I think she's doing something very different (and more daring) in those refrain lines. Where Baudelaire presents five abstractions in parallel without distinction, Millay sets two of them in relation to the other two. "Restraint and order," in her version, are not merely two in a list of five qualities, but the two that redeem the otherwise purely earthly "luxury and voluptuousness." With those four in relation to each other, I don't think "calme" needs to be specifically mentioned. It's implicit.

You can certainly feel righteous indignation on B's behalf for M's hijacking of his poem, but I feel certain that whatever else is going on in Millay's translation of the refrain lines, it isn't simply an omission dictated by formal constraints.
Peter,
I'm treating the translation as a translation. I'm not talking about her own poem.

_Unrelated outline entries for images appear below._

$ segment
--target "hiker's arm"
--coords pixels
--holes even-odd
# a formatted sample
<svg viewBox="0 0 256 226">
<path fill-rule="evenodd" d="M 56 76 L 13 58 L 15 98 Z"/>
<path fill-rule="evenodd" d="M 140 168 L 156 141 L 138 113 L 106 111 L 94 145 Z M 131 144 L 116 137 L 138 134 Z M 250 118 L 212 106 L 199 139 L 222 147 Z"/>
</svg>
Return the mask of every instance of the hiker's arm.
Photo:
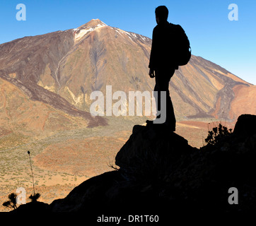
<svg viewBox="0 0 256 226">
<path fill-rule="evenodd" d="M 150 69 L 149 75 L 151 78 L 153 78 L 154 76 L 151 77 L 151 75 L 153 74 L 153 71 L 155 70 L 155 64 L 156 64 L 156 49 L 157 47 L 157 32 L 156 28 L 153 30 L 153 35 L 152 35 L 152 46 L 151 46 L 151 52 L 150 53 L 150 59 L 149 59 L 149 68 Z"/>
<path fill-rule="evenodd" d="M 153 69 L 149 69 L 149 75 L 150 78 L 154 78 L 155 77 L 155 74 L 154 74 L 154 71 Z"/>
</svg>

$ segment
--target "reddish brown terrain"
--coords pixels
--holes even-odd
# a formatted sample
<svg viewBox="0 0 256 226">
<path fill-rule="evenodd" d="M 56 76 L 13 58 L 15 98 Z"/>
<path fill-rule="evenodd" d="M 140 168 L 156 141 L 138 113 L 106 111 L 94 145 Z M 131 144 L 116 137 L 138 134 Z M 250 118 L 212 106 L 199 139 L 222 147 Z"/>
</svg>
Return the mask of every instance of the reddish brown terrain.
<svg viewBox="0 0 256 226">
<path fill-rule="evenodd" d="M 30 191 L 28 150 L 47 202 L 110 170 L 133 125 L 146 118 L 93 117 L 90 95 L 110 85 L 112 93 L 152 91 L 151 45 L 98 19 L 0 44 L 0 203 L 18 186 Z M 176 132 L 194 146 L 219 122 L 233 128 L 240 114 L 256 114 L 255 86 L 200 56 L 176 71 L 170 90 Z"/>
</svg>

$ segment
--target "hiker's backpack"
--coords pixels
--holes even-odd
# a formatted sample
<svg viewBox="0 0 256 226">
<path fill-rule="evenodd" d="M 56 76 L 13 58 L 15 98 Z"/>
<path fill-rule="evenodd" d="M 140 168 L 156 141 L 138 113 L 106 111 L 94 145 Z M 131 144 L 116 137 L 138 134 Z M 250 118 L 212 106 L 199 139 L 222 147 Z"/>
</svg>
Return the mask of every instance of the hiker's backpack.
<svg viewBox="0 0 256 226">
<path fill-rule="evenodd" d="M 173 40 L 174 40 L 174 53 L 173 59 L 177 66 L 186 65 L 191 57 L 191 48 L 190 40 L 183 28 L 179 25 L 170 23 Z"/>
</svg>

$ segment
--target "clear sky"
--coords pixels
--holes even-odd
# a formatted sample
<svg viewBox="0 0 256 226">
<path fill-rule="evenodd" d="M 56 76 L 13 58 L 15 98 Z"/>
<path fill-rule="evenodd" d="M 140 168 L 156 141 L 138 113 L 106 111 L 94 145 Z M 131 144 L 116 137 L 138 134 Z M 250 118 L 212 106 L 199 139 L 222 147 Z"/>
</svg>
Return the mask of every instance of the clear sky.
<svg viewBox="0 0 256 226">
<path fill-rule="evenodd" d="M 18 4 L 26 6 L 26 20 L 16 20 Z M 231 4 L 238 6 L 238 20 L 228 19 Z M 93 18 L 151 37 L 160 5 L 168 8 L 168 21 L 186 31 L 194 55 L 256 85 L 255 0 L 0 0 L 0 43 L 76 28 Z"/>
</svg>

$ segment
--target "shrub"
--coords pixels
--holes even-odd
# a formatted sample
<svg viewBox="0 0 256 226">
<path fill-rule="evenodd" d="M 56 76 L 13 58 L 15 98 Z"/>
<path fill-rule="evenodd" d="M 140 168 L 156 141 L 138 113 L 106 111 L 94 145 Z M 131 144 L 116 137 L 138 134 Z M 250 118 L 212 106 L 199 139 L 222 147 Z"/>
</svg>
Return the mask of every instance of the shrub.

It may be because I met the Baudelaire as a song but it was set by an extraordinarily word-sensitive French composer, Henri Duparc, who destroyed nearly all of his compositions before he died and left only those he felt had succeeded. The refrain:
Là, tout n'est qu'ordre et beauté,
Luxe, calme et volupté.


is almost hypnotic and each word has its separate measure. The poet dwells on each of the named qualities: Luxe, calme et volupté and it seems to me to be a serious betrayal of the heart of the poem although as an English poem, if it were not presented as a "translation"--that is an attempt to unlock an unreachable experience for those to whom it was previously unobtainable--I wouldn't mind. For someone who loves the original it is a painful omission. I disagree that "calme" is implicit. In fact it is an essential colour in the poem and effects the other qualities.

As a "formal" poet I hate to see "formal constraints" used to excuse failure. I believe that the best formal poetry overcomes all such constraints.

And I do greatly admire Millay's poetry. In fact I usually defend her.
Janet




[This message has been edited by Janet Kenny (edited August 28, 2007).]